Khalid Sheikh Mohammed is a 1986 graduate of North Carolina Agricultural & Technical State University, and thus familiar with the basics of U.S. culture. It’s no surprise that he would invoke the name of George Washington, who looms so large in our history and heritage. But his analogy fails on two levels.
First, George Washington didn’t lead attacks on civilian populations, as Mohammed admitted to making his main effort (and expressed regret for, somewhat late). Because of prevailing military customs, and because he was fighting on his own ground, Washington usually sought to minimize civilian casualties and suffering. Although a pro-American terrorist operated in Britain during the war, neither Washington nor the Continental Congress knew about him.

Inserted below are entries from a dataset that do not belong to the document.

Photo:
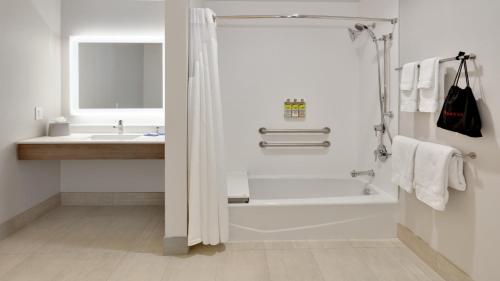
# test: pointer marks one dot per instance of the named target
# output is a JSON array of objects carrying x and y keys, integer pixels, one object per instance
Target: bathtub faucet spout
[{"x": 355, "y": 173}]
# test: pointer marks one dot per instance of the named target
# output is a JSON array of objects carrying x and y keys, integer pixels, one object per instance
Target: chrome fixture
[
  {"x": 120, "y": 127},
  {"x": 381, "y": 153},
  {"x": 298, "y": 16},
  {"x": 465, "y": 56},
  {"x": 265, "y": 144},
  {"x": 471, "y": 155},
  {"x": 359, "y": 28},
  {"x": 355, "y": 173},
  {"x": 324, "y": 130}
]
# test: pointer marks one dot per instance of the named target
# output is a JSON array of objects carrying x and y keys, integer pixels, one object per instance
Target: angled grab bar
[
  {"x": 265, "y": 144},
  {"x": 325, "y": 130}
]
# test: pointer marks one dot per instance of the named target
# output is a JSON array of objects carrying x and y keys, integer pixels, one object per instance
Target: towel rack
[
  {"x": 265, "y": 144},
  {"x": 460, "y": 56},
  {"x": 471, "y": 155},
  {"x": 325, "y": 130}
]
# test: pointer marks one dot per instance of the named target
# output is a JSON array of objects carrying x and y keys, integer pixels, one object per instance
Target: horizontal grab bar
[
  {"x": 265, "y": 144},
  {"x": 324, "y": 130}
]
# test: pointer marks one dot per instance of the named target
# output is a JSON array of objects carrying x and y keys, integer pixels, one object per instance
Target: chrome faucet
[
  {"x": 120, "y": 127},
  {"x": 355, "y": 173}
]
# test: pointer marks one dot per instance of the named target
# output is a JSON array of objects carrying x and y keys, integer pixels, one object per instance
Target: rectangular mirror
[{"x": 115, "y": 75}]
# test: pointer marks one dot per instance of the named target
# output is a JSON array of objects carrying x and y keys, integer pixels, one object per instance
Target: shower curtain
[{"x": 207, "y": 193}]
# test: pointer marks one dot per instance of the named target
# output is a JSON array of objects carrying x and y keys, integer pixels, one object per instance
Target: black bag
[{"x": 460, "y": 113}]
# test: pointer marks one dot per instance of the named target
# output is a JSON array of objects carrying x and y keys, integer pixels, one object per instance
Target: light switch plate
[{"x": 38, "y": 113}]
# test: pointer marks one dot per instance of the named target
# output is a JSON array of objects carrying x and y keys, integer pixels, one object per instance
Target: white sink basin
[{"x": 114, "y": 137}]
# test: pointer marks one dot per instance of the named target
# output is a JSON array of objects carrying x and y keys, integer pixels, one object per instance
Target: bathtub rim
[{"x": 381, "y": 197}]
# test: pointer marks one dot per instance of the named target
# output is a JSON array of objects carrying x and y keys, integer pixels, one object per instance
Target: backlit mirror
[{"x": 116, "y": 75}]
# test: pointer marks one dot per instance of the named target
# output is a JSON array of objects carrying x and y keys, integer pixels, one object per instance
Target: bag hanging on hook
[{"x": 460, "y": 112}]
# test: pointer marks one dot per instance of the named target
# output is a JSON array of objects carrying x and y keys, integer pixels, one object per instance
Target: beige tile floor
[{"x": 124, "y": 243}]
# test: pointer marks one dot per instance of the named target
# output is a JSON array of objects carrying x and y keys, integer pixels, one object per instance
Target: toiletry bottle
[
  {"x": 295, "y": 109},
  {"x": 302, "y": 109},
  {"x": 288, "y": 109}
]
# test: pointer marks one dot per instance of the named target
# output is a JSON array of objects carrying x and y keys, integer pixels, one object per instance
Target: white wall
[
  {"x": 113, "y": 176},
  {"x": 176, "y": 76},
  {"x": 153, "y": 76},
  {"x": 468, "y": 232},
  {"x": 264, "y": 62},
  {"x": 368, "y": 91},
  {"x": 30, "y": 76},
  {"x": 110, "y": 18}
]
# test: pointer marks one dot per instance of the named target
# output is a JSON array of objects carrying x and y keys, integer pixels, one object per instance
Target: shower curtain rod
[
  {"x": 459, "y": 57},
  {"x": 299, "y": 16}
]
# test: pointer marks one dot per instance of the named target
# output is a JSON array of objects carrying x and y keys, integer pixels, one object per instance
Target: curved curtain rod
[{"x": 298, "y": 16}]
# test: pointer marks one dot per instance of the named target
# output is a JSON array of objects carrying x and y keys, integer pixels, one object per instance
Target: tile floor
[{"x": 125, "y": 243}]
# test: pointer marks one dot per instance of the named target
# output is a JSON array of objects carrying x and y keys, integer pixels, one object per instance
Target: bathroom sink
[{"x": 114, "y": 137}]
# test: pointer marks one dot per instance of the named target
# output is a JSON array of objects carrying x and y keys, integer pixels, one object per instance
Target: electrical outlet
[{"x": 38, "y": 113}]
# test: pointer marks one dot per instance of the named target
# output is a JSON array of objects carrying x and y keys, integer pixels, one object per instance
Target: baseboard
[
  {"x": 445, "y": 268},
  {"x": 28, "y": 216},
  {"x": 175, "y": 246},
  {"x": 113, "y": 198}
]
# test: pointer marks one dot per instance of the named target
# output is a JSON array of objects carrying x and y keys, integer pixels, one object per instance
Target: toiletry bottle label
[
  {"x": 302, "y": 109},
  {"x": 295, "y": 109},
  {"x": 288, "y": 109}
]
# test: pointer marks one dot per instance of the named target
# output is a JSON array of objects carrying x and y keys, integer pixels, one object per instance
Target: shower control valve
[
  {"x": 379, "y": 128},
  {"x": 381, "y": 153}
]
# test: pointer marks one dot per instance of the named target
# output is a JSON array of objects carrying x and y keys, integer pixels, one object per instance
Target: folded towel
[
  {"x": 432, "y": 173},
  {"x": 429, "y": 83},
  {"x": 403, "y": 160},
  {"x": 408, "y": 87}
]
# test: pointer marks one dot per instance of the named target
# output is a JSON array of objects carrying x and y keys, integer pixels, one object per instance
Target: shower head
[
  {"x": 353, "y": 33},
  {"x": 358, "y": 29}
]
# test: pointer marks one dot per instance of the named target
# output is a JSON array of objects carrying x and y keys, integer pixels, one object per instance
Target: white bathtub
[{"x": 286, "y": 208}]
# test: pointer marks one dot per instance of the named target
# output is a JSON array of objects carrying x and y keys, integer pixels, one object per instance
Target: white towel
[
  {"x": 432, "y": 173},
  {"x": 429, "y": 82},
  {"x": 403, "y": 160},
  {"x": 408, "y": 87}
]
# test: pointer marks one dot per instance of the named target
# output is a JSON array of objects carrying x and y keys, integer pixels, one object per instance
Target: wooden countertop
[{"x": 83, "y": 147}]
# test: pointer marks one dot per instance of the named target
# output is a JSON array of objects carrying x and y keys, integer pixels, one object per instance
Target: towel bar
[
  {"x": 324, "y": 130},
  {"x": 265, "y": 144},
  {"x": 471, "y": 155}
]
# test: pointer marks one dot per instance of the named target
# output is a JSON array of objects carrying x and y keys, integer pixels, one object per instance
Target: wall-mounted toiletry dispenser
[{"x": 294, "y": 109}]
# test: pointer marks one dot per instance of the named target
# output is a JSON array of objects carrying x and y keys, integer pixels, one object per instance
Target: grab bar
[
  {"x": 265, "y": 144},
  {"x": 324, "y": 130}
]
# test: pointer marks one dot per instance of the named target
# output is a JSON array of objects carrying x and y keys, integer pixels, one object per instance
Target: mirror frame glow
[{"x": 74, "y": 85}]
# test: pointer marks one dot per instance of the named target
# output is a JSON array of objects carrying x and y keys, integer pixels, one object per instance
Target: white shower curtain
[{"x": 207, "y": 193}]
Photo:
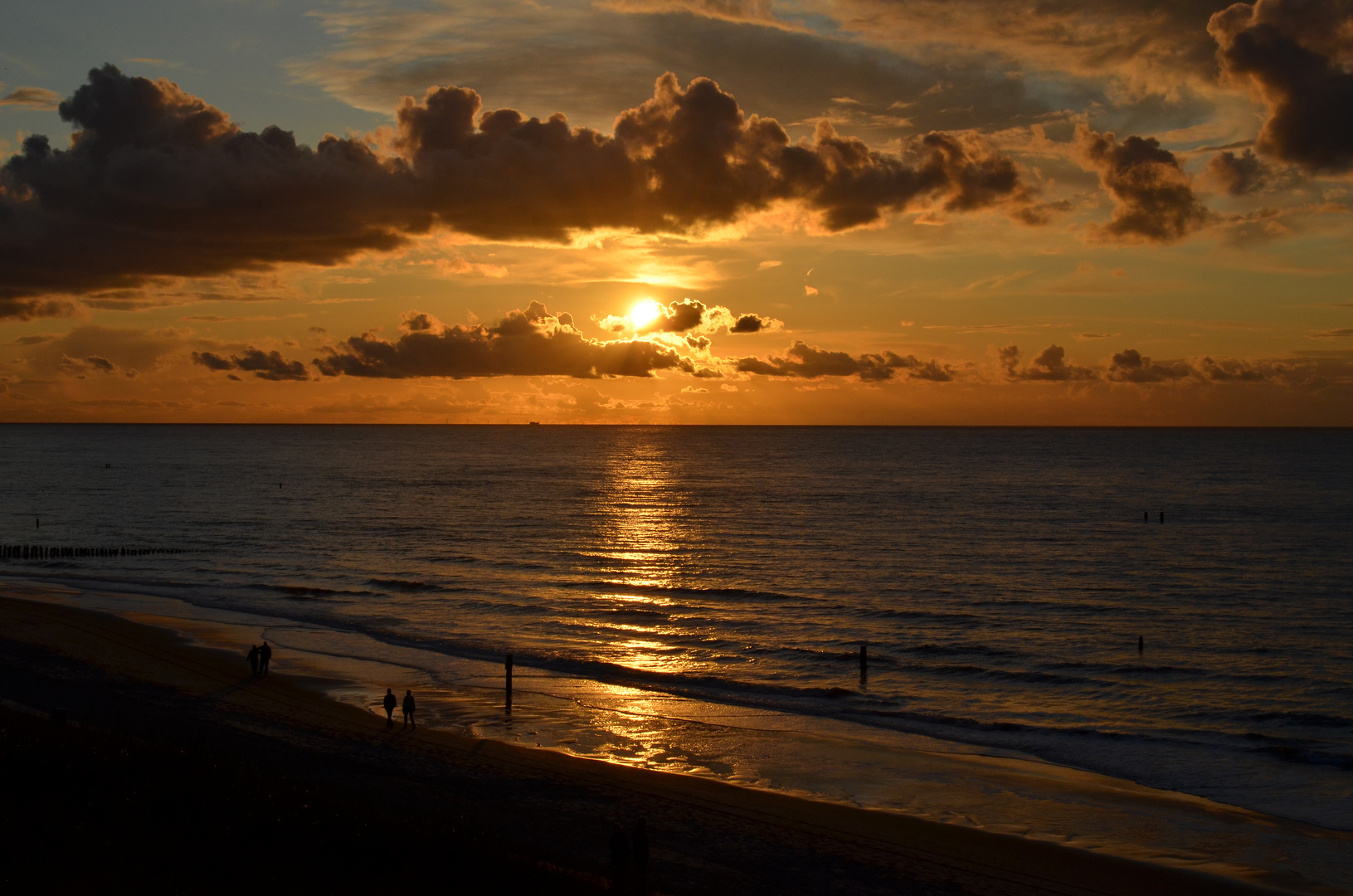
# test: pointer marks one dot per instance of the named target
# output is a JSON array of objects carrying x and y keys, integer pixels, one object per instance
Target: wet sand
[{"x": 523, "y": 811}]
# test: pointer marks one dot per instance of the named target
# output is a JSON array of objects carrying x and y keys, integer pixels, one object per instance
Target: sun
[{"x": 645, "y": 313}]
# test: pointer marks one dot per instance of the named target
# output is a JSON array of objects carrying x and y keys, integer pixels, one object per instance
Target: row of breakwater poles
[{"x": 57, "y": 553}]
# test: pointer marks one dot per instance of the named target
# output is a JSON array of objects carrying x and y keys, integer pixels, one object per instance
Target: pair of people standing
[
  {"x": 392, "y": 701},
  {"x": 259, "y": 658}
]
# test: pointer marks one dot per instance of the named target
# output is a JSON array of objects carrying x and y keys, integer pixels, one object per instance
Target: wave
[
  {"x": 403, "y": 585},
  {"x": 639, "y": 587},
  {"x": 314, "y": 591}
]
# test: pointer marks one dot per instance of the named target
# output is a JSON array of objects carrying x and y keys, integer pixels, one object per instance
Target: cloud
[
  {"x": 270, "y": 366},
  {"x": 531, "y": 343},
  {"x": 115, "y": 348},
  {"x": 1132, "y": 367},
  {"x": 1151, "y": 45},
  {"x": 32, "y": 98},
  {"x": 1239, "y": 175},
  {"x": 810, "y": 362},
  {"x": 158, "y": 183},
  {"x": 678, "y": 317},
  {"x": 21, "y": 309},
  {"x": 696, "y": 319},
  {"x": 1295, "y": 55},
  {"x": 1153, "y": 197},
  {"x": 752, "y": 324},
  {"x": 1049, "y": 366}
]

The major exception to this pattern when Washington approved of campaigns against Iroquois allies of the British. When Native American and European-American armies fought, there was a conflict of competing military customs as well, with civilians targeted for capture and death. Furthermore, the U.S. army did want to push the native population from the lands west of Albany. But even then Washington’s orders targeted settlements, not populations, and ordered civilians to be taken alive:
The immediate objects are the total destruction and devastation of their settlements, and the capture of as many prisoners of every age and sex as possible. It will be essential to ruin their crops now in the ground and prevent their planting more.These campaigns might have been the source of Washington’s Seneca nickname “Town Destroyer,” or might simply have reinforced the ominous meaning of that name for Native Americans. But Washington did not seek to maximize the civilian death toll.
Mohammed’s second historical lapse is that if the British military had captured Washington during the war, the best evidence is that they wouldn’t have treated him as an “enemy combatant” or the eighteenth-century equivalent. They wouldn’t have cut him off from the customary protections of law. They wouldn’t have tortured him. In fact, the best evidence suggests the military would have treated the captured general rather well.
The British military did capture some U.S. generals during the Revolutionary War: Gen. Charles Lee in New Jersey, Gen. Benjamin Lincoln in Charleston, perhaps others I don’t recall. And the British treated those men as prisoners of war, eventually releasing them in prisoner exchanges. Similarly, the American forces captured British generals: Gen. John Burgoyne after Saratoga, Gen. Cornwallis at Yorktown. They, too, were treated as prisoners of war. Only men captured in the act of spying or sabotage while in civilian dress were subject to military trial and execution.
In fact, given the society’s deference to gentlemen—and only gentlemen could become generals—captured commanders were treated far better than ordinary soldiers. Americans complained for decades after the war about the plight of P.O.W.’s on the prison ships anchored off Brooklyn, and Britain resented the U.S. decision not to release Burgoyne’s “Convention Army” as initially promised. Had the British captured Washington, they might have tried him for treason, but they would certainly not have tortured him or come up with a new categorization like “enemy combatant” to keep him out of the legal system.
In sum, Mohammed’s statement was historically inaccurate in two ways: the current U.S. administration has treated prisoners worse than the British government during the Revolutionary War, and Mohammed admitted to behaving far worse than George Washington.